Wichtig ist jedoch, dass Maßnahmen zur Kostensenkung bereits vor der Liberalisierung der Märkte getroffen wurden, zu einem Zeitpunkt, wo die doch recht plötzliche Konkurrenz in allen Marktsegmenten noch nicht absehbar war. Die Liberalisierung wird von den Unternehmensleitungen gern als Begründung für unpopuläre Maßnahmen herangezogen, auch wenn sie dafür nicht die Ursache ist. Zitat Simson (Vorstandsvorsitzender der Bayernwerke): "Glauben Sie, in der alten Struktur hätten unsere Stromtöchter PreussenElektra und Bayernwerk 2.300 Arbeitsplätze abbauen können, wie es im Rahmen der Fusion geplant ist? Wir sind nicht stolz darauf, aber es ist nötig, um die Kosten zu senken und wettbewerbsfähig zu bleiben." (Spiegel, 4.10.99, S. 138ff)

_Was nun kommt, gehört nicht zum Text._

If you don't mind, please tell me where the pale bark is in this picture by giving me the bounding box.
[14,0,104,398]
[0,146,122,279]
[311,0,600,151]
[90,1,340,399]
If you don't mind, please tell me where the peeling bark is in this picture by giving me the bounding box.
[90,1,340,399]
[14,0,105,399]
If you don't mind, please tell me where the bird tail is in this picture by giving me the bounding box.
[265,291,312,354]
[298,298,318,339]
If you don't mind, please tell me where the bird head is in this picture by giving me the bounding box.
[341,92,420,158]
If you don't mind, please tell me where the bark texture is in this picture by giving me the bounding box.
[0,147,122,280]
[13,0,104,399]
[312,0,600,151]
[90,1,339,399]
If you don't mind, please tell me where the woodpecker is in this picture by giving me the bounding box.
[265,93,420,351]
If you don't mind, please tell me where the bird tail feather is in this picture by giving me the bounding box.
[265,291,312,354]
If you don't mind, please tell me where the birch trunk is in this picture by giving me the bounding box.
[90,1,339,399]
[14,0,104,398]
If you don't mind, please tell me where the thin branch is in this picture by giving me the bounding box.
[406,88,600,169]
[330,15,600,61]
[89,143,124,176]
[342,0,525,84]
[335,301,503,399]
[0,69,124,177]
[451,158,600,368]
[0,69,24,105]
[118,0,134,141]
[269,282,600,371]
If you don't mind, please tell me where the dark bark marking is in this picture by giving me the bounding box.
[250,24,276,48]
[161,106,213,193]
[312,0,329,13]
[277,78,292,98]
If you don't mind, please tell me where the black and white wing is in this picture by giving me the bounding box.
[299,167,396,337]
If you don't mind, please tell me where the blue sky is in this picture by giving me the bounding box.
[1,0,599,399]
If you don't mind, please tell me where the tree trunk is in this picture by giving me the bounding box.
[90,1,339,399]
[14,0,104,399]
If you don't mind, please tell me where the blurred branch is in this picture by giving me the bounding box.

Arbeitslosigkeit + Gewinne steigen - Steuern sinken

Das Argument kommunaler Parlamente, ökologische und soziale Forderungen könnten nicht erfüllt werden, weil kein Geld vorhanden sei, ist also ein selbstgeschaffener Sachzwang. Ökologische und soziale Forderungen sollen nicht erfüllt werden, weil dies die Verwertungsbedingungen einschränkt und damit die Gewinnmaximierungsmöglichkeiten derer, die sich an der Börse reich spekulieren.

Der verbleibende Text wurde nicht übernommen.